Holland narrowed his eyes. "And how exactly do you know it's the ghost ship's doing?"
"The last crew to disappear radioed in before they were lost. They gave the name written on the hull." The man leaned forward, his voice just above a whisper. "When I searched for records, I found out that ship shouldn't have a crew. It shouldn't even be out at sea. But I don't believe in ghosts either, Captain. I believe there's someone using that ship to hunt us down."

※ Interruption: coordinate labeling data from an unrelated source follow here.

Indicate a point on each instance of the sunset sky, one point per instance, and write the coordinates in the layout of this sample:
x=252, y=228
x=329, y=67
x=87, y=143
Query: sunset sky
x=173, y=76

That made more sense. Holland rubbed his jaw in thought. "How big is it?"
"A Soviet transport freighter. Fully metal-hulled. Our wooden fishing boats don't stand a chance against it."
That also made sense. A steel freighter would crush a wooden boat without effort. And if the ship's bridge was built high above the deck, no one could board it easily. That explained why they needed him.
"How much are you offering?" Holland asked.
"Five thousand gallons of diesel. A fair price for one torpedo, wouldn't you say?"
A very fair price, considering they would only need a single synthetic torpedo to sink the ship. Holland gave a slow nod. "Agreed. Do you know where it is now?"
The unseen man in the darkness let out a quiet chuckle. "I'll send one of my men with you. He'll guide you to the ship and ensure that you really destroy it."
A pause. Then, "Take Tiny."
"It's Tony…" the dwarf muttered in a barely audible grumble.
And so, the three of them left the decrepit, eerie old tavern together.